Yesmail Debuts Append Service

E-mail marketing services provider Yesmail is expected to debut an e-mail appending service today consisting of a database of 43 million addresses.

Yesmail claims the database is 100 percent opted in and compiled from numerous unnamed sources.

E-mail appending is where a direct mailer's house file of postal addresses is matched to a file of supposedly opted-in e-mail addresses to add e-mail addresses to the postal records. Industry-wide, matches are said to be 5 percent to 10 percent, depending on the quality of the file.

Yesmail claims its file will achieve 15 percent to 20 percent match rates.

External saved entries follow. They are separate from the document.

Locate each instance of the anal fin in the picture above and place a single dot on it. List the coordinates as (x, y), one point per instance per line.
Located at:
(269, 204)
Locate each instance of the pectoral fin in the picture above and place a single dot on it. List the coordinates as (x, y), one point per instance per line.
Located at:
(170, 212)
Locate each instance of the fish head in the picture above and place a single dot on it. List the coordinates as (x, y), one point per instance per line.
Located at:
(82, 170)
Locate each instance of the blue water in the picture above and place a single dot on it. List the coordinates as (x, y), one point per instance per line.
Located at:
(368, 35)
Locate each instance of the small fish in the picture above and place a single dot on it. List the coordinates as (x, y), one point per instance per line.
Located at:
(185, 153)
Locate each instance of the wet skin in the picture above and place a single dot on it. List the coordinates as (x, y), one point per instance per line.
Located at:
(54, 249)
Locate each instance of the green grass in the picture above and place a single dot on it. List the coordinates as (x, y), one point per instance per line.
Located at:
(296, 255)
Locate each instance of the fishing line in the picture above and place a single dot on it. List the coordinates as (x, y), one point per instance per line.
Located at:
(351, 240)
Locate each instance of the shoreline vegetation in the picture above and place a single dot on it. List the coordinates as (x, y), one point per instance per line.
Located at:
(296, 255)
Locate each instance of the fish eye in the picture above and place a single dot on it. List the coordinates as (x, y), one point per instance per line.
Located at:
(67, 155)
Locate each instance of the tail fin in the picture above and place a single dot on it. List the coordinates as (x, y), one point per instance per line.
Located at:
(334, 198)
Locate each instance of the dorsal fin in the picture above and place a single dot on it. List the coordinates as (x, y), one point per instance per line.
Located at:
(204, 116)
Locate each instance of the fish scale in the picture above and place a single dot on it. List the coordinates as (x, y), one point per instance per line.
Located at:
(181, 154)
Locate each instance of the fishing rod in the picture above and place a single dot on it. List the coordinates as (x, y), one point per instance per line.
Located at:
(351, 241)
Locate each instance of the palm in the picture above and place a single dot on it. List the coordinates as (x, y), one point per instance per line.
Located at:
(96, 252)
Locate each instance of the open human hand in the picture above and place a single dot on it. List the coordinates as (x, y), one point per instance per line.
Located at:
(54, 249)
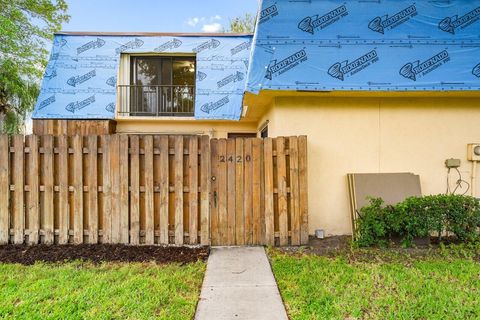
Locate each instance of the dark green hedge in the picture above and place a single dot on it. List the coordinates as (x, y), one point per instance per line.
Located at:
(419, 217)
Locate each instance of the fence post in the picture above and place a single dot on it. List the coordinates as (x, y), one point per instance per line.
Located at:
(205, 190)
(78, 189)
(33, 198)
(4, 189)
(19, 183)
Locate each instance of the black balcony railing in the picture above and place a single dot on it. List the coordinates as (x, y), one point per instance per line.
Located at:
(156, 101)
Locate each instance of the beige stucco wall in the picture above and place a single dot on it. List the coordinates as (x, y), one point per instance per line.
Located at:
(374, 134)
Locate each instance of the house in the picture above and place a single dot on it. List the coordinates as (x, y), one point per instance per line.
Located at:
(377, 86)
(145, 83)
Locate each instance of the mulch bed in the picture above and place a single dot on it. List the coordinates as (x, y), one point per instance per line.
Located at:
(28, 255)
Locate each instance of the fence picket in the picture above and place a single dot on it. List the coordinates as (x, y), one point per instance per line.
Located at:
(248, 197)
(282, 191)
(294, 190)
(78, 187)
(63, 207)
(269, 207)
(33, 197)
(18, 195)
(257, 156)
(4, 189)
(92, 189)
(149, 205)
(123, 219)
(222, 191)
(205, 191)
(193, 190)
(48, 208)
(134, 191)
(239, 192)
(303, 188)
(164, 190)
(231, 194)
(178, 147)
(214, 232)
(114, 154)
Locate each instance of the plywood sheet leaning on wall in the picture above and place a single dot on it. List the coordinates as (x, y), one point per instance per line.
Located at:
(391, 187)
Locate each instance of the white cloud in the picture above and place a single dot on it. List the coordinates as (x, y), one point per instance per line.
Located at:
(212, 27)
(194, 21)
(213, 22)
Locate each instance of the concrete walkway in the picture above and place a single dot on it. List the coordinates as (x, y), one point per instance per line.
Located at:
(239, 284)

Demand for e-mail appending has spiked recently because customers who do business through multiple channels are known to spend more, and with marketing budgets still slashed, businesses are trying to shift their contact with customers to the fastest and cheapest channel.

However, appending is considered by many in and out of marketing as marketers' way of saying it's OK to spam as long as it's only done once. Others contend that appending is fine as long as an offline relationship exists with the person being contacted and they have a chance to opt out of future e-mail contact. But privacy advocates argue that the existence of an offline relationship with a customer is meaningless and that without opt-in permission to contact a customer via e-mail, any e-mail sent to an appended e-mail address is spam.

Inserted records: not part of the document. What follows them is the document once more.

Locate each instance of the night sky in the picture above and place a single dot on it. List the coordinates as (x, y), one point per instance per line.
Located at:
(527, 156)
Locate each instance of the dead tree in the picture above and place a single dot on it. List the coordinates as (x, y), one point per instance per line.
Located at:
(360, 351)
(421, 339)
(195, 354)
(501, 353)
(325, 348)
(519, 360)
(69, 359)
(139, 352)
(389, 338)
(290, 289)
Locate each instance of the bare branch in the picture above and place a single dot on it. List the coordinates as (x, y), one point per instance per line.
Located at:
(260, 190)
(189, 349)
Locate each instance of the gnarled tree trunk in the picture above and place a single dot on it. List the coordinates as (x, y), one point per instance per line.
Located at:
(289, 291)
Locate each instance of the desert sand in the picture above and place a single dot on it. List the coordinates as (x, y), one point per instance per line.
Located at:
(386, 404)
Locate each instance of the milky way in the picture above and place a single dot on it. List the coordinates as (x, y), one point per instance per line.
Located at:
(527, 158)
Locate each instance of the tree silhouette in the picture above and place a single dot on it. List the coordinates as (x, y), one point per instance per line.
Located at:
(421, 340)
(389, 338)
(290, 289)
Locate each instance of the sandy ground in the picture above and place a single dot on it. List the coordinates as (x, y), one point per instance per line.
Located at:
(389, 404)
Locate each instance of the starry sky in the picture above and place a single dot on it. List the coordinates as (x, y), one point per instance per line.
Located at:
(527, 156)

Also, though multichannel buyers are known to spend more, it doesn't necessarily follow that a marketer can make a customer spend more simply by adding an e-mail address to their file.

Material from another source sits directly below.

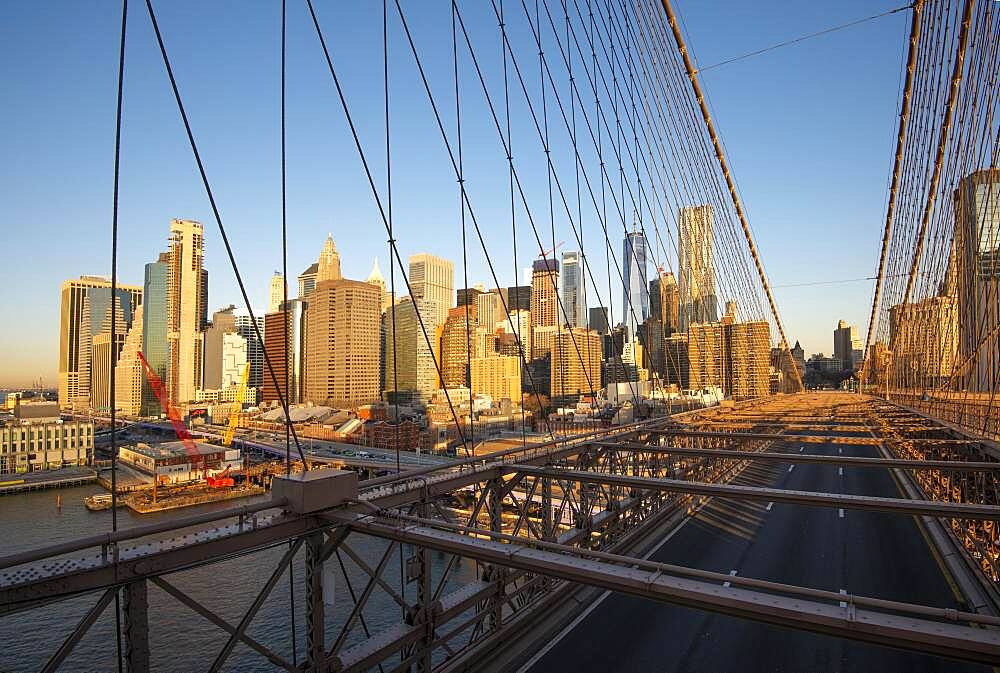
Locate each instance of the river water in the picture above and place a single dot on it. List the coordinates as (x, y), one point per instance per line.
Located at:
(181, 640)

In any case, the Direct Marketing Association's Association for Interactive Marketing last month signaled that the industry is moving full-speed ahead with appending when it released a document outlining what it considers best practices for e-mail appending at the DMA/AIM Conference & Exhibition in New York.

Yesmail claims its service exceeds those guidelines.

Yesmail thinks its experience in e-mail retention marketing will help it overcome some of e-mail appending's perceived shortcomings.

“You can't just pluck a name off a list and think that's adding value,” said David Menzel, president/CEO of Yesmail, Chicago. “We intend to manage this database with the same standards with respect to permission and privacy as we've managed the Yesmail file.”

He estimated that Yesmail's clients have on average the e-mail addresses of 10 percent of their customers.

Menzel added that the initial match rate of the appending process is not the key issue.

“The issue is how effective your retention-based e-mail is,” he said. “That's where our expertise comes in.”

Yesmail began to position itself as a CRM/e-mail retention-marketing services provider in August 2001 after the business-to-consumer e-mail list rental business began drying up.

Yesmail plans to charge 25 cents to 75 cents per matched name for its appending service depending on quantity, with no run fees or setup charges. The company claims it will turnaround file matches within 48 hours.